Observing the colorful surroundings (plenty of roses, lavender and other decorative flora) and the number of French citizens present (mostly officials from Provence), he led with a cozy line about having “to stop and ask myself, ‘Am I in France or the U.S.?’ ” before grandiloquently hailing “links forging the two countries” and asking rhetorically,. “What could be more precious than offering the very presence of Paul Cezanne?” The Provence of Cezanne, he said, “becomes the highest expression of our humanity.”
Clearly awed, too, was the mayor of Aix, Maryse Joissains Masini, making her first trip to the United States. “It’s magic,” she said – referring to the show.
Earlier that day, Philippe Cezanne, a retired Parisian art dealer, laughed off queries about why he doesn’t own any of his great-grandfather’s work. “That’s life,” he said with a Gallic shrug.

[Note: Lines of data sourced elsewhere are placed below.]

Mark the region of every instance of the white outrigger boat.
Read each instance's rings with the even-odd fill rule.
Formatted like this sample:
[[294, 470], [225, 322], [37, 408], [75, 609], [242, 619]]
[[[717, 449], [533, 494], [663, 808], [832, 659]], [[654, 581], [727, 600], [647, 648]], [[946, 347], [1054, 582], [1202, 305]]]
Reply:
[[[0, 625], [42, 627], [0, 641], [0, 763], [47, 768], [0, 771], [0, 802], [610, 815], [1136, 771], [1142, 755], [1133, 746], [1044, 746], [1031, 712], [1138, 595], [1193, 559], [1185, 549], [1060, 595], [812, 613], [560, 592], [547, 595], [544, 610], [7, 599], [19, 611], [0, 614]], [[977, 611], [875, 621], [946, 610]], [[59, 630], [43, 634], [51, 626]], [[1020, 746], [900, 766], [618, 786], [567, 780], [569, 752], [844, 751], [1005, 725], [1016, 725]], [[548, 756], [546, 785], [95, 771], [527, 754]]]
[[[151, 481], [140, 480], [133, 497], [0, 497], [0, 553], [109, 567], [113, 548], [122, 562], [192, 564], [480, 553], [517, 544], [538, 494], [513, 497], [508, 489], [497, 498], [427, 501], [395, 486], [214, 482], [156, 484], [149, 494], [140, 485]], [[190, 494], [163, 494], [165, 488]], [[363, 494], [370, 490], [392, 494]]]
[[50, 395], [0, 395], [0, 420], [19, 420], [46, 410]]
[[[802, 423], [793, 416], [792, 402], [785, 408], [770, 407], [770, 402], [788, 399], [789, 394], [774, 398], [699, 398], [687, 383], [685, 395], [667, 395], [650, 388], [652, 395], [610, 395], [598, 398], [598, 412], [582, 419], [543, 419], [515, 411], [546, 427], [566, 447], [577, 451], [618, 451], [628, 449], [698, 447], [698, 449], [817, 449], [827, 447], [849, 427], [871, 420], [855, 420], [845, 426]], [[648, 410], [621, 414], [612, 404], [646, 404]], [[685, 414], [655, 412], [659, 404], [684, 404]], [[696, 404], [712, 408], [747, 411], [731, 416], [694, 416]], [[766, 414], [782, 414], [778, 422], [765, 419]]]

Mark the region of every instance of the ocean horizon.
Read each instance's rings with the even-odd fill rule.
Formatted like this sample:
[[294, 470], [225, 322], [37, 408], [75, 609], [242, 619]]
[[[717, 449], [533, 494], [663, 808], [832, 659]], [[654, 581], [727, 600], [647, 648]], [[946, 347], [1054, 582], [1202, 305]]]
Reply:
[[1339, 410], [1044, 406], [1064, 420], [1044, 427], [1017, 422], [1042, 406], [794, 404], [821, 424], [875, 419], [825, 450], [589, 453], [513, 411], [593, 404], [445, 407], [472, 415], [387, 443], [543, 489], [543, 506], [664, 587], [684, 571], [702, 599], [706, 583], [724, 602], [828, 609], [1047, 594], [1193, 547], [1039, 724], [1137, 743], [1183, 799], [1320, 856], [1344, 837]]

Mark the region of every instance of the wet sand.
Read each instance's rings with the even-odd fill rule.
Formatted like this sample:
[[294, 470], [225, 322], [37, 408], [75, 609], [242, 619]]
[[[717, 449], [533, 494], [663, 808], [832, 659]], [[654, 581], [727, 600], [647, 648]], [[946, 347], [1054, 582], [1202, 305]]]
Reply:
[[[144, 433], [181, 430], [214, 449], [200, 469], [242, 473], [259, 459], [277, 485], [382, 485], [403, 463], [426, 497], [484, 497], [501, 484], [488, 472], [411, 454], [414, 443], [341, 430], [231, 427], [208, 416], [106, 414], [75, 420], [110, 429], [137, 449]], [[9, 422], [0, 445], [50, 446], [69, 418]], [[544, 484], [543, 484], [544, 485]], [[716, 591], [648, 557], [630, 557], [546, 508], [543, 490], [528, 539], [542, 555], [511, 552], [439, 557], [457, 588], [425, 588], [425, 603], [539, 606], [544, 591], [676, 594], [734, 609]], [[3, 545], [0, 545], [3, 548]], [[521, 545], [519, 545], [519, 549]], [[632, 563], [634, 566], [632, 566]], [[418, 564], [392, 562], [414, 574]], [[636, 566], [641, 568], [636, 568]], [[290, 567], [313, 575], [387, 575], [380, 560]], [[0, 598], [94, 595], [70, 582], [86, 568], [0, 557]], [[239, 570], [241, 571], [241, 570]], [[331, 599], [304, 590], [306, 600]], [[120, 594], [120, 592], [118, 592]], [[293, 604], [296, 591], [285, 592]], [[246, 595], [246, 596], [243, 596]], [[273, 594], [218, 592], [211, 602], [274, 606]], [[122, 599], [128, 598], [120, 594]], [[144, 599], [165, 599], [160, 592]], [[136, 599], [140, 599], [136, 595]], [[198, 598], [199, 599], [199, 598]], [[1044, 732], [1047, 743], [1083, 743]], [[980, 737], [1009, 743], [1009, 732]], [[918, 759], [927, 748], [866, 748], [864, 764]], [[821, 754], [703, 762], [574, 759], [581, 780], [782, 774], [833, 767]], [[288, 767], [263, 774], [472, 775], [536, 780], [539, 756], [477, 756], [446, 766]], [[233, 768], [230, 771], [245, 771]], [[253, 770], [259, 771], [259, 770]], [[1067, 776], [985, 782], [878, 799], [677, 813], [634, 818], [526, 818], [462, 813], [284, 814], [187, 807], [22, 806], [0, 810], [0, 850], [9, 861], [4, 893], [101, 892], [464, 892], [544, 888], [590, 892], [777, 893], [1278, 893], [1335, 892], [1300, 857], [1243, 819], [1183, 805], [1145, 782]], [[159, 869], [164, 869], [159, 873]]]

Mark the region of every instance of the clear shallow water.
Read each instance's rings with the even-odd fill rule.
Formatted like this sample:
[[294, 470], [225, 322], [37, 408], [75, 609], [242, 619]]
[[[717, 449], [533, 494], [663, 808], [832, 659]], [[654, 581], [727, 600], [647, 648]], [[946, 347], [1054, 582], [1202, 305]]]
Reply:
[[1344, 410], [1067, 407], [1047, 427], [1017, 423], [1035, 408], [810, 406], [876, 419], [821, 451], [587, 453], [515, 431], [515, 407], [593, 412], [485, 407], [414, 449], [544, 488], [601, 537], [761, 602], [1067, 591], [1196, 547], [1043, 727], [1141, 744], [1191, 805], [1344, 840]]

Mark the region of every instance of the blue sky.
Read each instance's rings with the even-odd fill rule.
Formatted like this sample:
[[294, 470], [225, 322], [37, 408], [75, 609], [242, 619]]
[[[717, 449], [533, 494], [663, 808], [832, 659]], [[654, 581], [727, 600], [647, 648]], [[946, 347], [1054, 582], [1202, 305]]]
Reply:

He grew up with some of the canvases, but they were sold. (Two of the exhibit’s paintings, from New York’s Wildenstein Gallery, would be for sale at probably stratospheric prices, noted exhibit co-curator Philip Conisbee, the gallery’s senior curator of European paintings.
Keep in mind, he added, that Cezanne’s “Still Life With Curtain, Pitcher and Bowl of Fruit” was auctioned for $60.5 million at the sale of socialite Betsey Whitney’s collection at Sotheby’s in 1999.)
Nor are the French ambassador or the Supreme Court’s two female justices lucky enough to have any in their possession, even on loan. Monsieur et Madame Levitte “make do” with a handsome Pierre Bonnard work in their residence, while Justice Ginsburg lives with a few Mark Rothkos in her chambers and Justice O’Connor has chosen a picture of the Grand Canyon by Carl Borg and some George Caitlins.
The focus throughout the evening remained the Provencal countryside glorified by the painter during his wondrously productive lifetime.
“You cannot understand Cezanne without Provence,” said exhibit co-curator Denis Coutagne, curator-in-chief of the Musee Granet in Aix-en-Provence, where the exhibit travels in the spring. And probably impossible, he might have said, to understand Provence without Cezanne.